Introduction and hypothesis
Mobile applications (apps) are becoming an increasingly popular means of obtaining medical information. The aim of our study was to identify and evaluate patient-centered fecal incontinence (FI) mobile apps using a modified APPLICATIONS scoring system.
We conducted searches in the Apple App and Google Play stores to identify FI-related mobile apps using search terms reflecting both commonly accepted medical terms as well as colloquial terms used by our patients with FI. Apps that were in English, relevant to FI, patient-centered, and medically accurate were included. Each eligible app was then independently evaluated by the three authors using a modified 17-point APPLICATIONS scoring system.

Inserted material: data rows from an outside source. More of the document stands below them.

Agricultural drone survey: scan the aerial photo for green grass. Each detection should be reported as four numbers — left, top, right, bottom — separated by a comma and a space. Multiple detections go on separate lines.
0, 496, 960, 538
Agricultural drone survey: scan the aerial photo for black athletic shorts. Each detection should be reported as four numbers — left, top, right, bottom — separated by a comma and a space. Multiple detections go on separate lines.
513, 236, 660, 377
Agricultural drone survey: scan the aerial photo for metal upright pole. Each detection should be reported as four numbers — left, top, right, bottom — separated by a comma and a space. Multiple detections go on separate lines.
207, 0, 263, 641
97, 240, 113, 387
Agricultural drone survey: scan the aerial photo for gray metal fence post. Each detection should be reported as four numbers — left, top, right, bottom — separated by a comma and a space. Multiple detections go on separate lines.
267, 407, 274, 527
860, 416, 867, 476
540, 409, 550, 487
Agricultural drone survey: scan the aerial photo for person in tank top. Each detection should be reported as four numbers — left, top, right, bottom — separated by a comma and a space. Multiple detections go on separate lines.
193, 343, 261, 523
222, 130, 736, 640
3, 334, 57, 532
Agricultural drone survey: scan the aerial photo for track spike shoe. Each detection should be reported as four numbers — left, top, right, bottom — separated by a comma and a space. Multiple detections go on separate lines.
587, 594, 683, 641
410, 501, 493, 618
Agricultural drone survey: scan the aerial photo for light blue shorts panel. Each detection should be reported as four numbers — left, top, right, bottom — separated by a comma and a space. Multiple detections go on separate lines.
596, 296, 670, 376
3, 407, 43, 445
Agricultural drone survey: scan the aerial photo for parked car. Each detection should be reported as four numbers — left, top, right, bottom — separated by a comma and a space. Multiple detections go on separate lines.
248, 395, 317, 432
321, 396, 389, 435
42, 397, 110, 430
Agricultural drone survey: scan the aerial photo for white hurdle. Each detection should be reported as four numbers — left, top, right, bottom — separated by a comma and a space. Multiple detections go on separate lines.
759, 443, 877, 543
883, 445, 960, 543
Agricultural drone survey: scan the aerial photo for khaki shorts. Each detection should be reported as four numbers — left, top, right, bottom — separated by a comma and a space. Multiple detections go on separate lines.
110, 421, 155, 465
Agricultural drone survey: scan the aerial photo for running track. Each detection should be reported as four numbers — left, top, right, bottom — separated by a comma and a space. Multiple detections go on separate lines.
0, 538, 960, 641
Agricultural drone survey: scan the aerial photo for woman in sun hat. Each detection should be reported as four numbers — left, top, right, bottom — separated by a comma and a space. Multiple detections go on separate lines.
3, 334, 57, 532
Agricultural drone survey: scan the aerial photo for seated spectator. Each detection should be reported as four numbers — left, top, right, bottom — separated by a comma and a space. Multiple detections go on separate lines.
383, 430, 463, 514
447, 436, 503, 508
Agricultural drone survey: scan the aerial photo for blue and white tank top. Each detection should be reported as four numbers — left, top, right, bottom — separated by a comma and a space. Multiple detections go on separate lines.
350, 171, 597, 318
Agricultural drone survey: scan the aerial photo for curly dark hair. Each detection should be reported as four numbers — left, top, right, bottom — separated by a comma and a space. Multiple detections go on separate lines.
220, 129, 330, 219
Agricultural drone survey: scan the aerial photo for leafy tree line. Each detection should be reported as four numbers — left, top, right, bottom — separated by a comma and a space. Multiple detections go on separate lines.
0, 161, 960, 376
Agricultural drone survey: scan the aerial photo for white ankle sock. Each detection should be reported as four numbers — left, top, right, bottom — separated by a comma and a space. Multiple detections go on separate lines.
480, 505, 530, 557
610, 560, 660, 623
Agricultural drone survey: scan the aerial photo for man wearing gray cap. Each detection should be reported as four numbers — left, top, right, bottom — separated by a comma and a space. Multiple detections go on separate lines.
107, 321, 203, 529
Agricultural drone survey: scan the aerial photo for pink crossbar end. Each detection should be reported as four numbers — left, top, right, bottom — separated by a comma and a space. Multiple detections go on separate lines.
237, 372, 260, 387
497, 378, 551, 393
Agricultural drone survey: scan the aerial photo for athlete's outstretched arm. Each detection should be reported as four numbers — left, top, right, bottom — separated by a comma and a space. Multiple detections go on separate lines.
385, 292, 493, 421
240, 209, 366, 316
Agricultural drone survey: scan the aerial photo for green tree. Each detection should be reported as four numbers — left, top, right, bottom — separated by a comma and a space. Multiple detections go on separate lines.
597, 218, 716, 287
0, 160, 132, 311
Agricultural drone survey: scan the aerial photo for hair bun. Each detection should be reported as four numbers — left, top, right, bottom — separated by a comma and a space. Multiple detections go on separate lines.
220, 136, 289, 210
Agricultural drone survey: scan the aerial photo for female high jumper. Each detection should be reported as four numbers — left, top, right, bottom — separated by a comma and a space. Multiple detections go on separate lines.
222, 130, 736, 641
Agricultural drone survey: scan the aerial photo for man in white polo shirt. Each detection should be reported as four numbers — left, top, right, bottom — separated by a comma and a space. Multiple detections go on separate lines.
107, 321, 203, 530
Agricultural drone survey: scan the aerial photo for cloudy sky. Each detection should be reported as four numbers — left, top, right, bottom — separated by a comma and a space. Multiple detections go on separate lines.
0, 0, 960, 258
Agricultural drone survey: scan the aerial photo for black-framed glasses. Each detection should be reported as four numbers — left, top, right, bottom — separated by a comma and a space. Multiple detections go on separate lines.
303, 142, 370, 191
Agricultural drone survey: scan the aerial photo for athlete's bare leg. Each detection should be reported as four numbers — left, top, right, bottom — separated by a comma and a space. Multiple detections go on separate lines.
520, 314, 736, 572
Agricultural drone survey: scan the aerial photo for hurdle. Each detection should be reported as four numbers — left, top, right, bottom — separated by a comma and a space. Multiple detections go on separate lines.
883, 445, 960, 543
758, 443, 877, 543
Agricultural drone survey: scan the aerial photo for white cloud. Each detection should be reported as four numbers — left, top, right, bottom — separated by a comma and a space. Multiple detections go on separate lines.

We identified 2785 apps upon initial search using FI search terms. Fourteen apps met eligibility criteria for scoring. Most apps were bowel movement trackers (13/14, 93%), of which only three allowed for tracking of FI episodes. Only one (7%) app contained educational information specific to FI. Ten (71%) apps were fully functional at no cost. Thirteen (93%) apps cited literature. Median APPLICATIONS score was 10 (IQR 9–11). “BristolStoolChart,” “FreeToBe,” and “PoopLog” each received the highest total score of 13.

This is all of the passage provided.